The way I was born

From Gary Ledbetter.

“Indeed, I was guilty when I was born; I was sinful when my mother conceived me. —Psalm 51:5

It’s a sentiment repeated with pounding regularity—a mantra long past any reasonable or critical thought. When Pastor Brett Younger of Broadway Baptist Church in Fort Worth (speaking of his church’s welcoming and affirming stance toward homosexuality) asked on Dec. 2, “How can anyone who knows Jesus believe God condemns people for the way they were born?” he echoed the rhetorical question asked by liberal Christians and psychologists for more than a decade. And there’s an answer to the question.

God doesn’t condemn people for the way we were born. But the nature we share from before we were born becomes a problem as soon as we are able to make a moral choice. We, all of us, were born sinners. As a result of being sinners, we sin. And the wages of sin is death.

Rather than supposing that those of us encumbered by a belief that God has revealed himself in the Bible are singling out a particular sin for condemnation, I might ask why Pastor Younger and others who agree with him want to single out homosexuality as the one place where we are under no obligation to resist our destructive urges. The narrow agenda comes from the left.

Is a thief condemned if he never actually steals? Of course not; deeds have a quality that desires don’t. Neither is a person guilty if he has a mere urge toward immoral sexual behavior. Our current blurring of sexual desire and sexual behavior is done to imply that the behavior is of no more consequence than the desire.

If the thief does steal, is it reasonable to expect exoneration based on his (or his therapist’s) assertion that he’s always wanted to steal—he was born that way? How about an alcoholic or an adulterer or a brute with a bad temper? Of course we recognize the personal and socially negative aspects of these actions.

It is wrong for our society to pick and choose acceptable negative behavior based on which advocacy group has the most influence. It is more wrong for those who claim the name of Christ to blink at some sin because sentiment will not allow us the courage to speak prophetically. It is blasphemous to suppose that the God who inspired the books of Moses and Paul expressed a different nature in the Gospels.

No one can deny that some combination of nature and nurture makes some people more likely than others to gravitate toward one or more of these behaviors. Does that predilection change the moral quality of the behavior?

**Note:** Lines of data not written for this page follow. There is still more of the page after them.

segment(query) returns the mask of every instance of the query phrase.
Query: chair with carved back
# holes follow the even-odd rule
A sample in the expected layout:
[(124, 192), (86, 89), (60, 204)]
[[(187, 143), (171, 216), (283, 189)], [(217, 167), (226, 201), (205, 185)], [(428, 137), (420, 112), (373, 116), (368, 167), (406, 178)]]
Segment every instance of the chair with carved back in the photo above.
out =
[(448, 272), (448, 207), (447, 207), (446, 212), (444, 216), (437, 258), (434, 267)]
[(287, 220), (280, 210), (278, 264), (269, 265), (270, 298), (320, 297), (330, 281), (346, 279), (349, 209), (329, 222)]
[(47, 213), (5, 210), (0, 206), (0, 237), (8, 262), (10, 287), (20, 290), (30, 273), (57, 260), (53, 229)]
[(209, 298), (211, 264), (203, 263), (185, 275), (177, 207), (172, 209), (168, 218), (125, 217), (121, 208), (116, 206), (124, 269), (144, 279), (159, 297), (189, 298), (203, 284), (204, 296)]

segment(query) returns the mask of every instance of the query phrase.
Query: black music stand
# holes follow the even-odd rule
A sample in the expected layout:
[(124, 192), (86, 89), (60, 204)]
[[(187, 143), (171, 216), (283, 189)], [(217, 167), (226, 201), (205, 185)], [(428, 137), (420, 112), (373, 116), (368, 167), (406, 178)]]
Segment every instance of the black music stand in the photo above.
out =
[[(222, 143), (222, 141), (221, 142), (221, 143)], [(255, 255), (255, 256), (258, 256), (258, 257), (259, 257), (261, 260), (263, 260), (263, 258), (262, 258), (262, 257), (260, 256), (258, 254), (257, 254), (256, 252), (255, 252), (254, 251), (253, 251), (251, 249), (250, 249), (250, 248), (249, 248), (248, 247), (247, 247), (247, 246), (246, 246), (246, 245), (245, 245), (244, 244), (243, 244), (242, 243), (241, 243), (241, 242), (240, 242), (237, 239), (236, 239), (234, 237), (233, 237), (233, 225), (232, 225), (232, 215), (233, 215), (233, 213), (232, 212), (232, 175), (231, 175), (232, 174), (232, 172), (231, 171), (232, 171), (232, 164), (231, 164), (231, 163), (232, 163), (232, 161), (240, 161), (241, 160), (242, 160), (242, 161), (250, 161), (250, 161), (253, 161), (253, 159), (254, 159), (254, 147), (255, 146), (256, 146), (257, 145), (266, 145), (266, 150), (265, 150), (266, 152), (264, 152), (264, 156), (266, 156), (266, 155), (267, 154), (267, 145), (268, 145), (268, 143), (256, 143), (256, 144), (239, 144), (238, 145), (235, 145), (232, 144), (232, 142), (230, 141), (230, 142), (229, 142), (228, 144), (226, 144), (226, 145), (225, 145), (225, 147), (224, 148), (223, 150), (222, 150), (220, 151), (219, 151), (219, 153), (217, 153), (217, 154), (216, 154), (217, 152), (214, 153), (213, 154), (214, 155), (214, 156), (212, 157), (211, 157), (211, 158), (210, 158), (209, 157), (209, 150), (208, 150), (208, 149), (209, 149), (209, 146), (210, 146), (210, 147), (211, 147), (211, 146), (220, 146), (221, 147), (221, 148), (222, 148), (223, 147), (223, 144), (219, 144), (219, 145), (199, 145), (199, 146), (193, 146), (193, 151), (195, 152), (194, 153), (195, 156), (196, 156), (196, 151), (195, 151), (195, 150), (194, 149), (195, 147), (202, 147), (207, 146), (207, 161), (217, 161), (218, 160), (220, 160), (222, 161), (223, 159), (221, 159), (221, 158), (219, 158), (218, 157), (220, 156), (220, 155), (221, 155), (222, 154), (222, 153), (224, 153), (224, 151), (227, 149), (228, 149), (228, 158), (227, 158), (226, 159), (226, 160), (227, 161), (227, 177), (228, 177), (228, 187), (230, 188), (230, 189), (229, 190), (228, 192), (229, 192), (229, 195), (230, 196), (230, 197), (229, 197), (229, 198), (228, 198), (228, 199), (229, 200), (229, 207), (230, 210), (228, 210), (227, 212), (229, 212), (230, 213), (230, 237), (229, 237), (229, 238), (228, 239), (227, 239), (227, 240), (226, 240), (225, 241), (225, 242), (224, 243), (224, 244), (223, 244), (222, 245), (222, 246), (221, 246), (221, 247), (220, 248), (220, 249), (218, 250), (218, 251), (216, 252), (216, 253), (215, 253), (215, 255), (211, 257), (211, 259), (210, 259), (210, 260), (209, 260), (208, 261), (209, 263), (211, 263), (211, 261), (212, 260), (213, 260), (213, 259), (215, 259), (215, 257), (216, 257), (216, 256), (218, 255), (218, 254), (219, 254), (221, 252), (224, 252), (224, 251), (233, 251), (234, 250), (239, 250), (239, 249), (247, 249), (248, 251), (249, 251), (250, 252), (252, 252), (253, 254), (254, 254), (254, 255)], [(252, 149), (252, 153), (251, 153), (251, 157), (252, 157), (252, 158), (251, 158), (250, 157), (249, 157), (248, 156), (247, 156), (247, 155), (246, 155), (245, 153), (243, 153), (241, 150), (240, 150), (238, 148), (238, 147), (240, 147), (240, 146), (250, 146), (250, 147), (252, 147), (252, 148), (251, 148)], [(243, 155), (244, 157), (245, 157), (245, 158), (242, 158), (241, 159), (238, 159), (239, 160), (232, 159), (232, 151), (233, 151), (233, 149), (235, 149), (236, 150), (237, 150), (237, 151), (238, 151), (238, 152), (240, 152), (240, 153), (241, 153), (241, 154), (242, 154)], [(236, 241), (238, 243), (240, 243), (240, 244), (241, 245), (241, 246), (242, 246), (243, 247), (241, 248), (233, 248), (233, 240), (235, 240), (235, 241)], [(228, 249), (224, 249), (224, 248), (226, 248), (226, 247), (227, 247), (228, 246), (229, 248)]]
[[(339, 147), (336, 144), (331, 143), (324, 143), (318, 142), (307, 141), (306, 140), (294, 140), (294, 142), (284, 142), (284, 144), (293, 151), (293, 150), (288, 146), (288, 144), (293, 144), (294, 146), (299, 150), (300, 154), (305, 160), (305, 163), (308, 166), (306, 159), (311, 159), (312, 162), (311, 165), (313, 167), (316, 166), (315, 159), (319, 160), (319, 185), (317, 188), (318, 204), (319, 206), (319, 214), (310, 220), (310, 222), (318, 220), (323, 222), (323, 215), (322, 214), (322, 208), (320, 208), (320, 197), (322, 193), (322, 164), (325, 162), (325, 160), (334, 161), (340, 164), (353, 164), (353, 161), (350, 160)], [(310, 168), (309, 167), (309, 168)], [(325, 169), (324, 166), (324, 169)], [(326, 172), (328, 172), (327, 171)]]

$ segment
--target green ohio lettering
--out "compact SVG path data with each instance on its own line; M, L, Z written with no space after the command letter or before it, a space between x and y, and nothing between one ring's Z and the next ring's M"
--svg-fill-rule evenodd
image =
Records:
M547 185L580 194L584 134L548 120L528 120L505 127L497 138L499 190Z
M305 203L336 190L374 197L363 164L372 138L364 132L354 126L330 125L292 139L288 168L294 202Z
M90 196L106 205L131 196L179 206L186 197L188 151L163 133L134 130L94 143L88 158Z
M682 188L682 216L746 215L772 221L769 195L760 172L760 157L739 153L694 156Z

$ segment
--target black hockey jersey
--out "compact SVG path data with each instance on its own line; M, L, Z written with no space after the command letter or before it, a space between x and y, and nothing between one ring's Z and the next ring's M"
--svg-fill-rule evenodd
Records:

Actually, I was born with an orientation toward all kinds of sin. In some settings I want to lie. In another setting I want to gossip. In some circumstances I want to apply my hands to the throat of another and shake vigorously. This selection of temptations is not also a selection of orientations; it lists a few urges of the one orientation toward sin. A desire to steal hubcaps off the parking lot of liberal churches would be condemned in a way that extramarital sex might not be in that same liberal church, yet both urges come from the same orientation—that of a selfish sinner.

The Bible condemns immorality of all kinds. Some of these behaviors have more devastating impact than others. Theologically, they are all the fruit of our fallen nature. It is neither gentle nor loving to lie to people about anything the Bible says.

I don’t know what Broadway Baptist is going to do next year when they take up the issue again. I don’t know that the church will even be Southern Baptist this time next year. I do know, though, that justifying anything the Bible calls sin by invoking the all-accepting love of Christ (who wrote the Bible) is a false gospel. On a more secular plane, it’s also absurd hypocrisy to champion behavior based on a supposed aspect of our nature unless we’re willing to open the doors of all the prisons of our country.”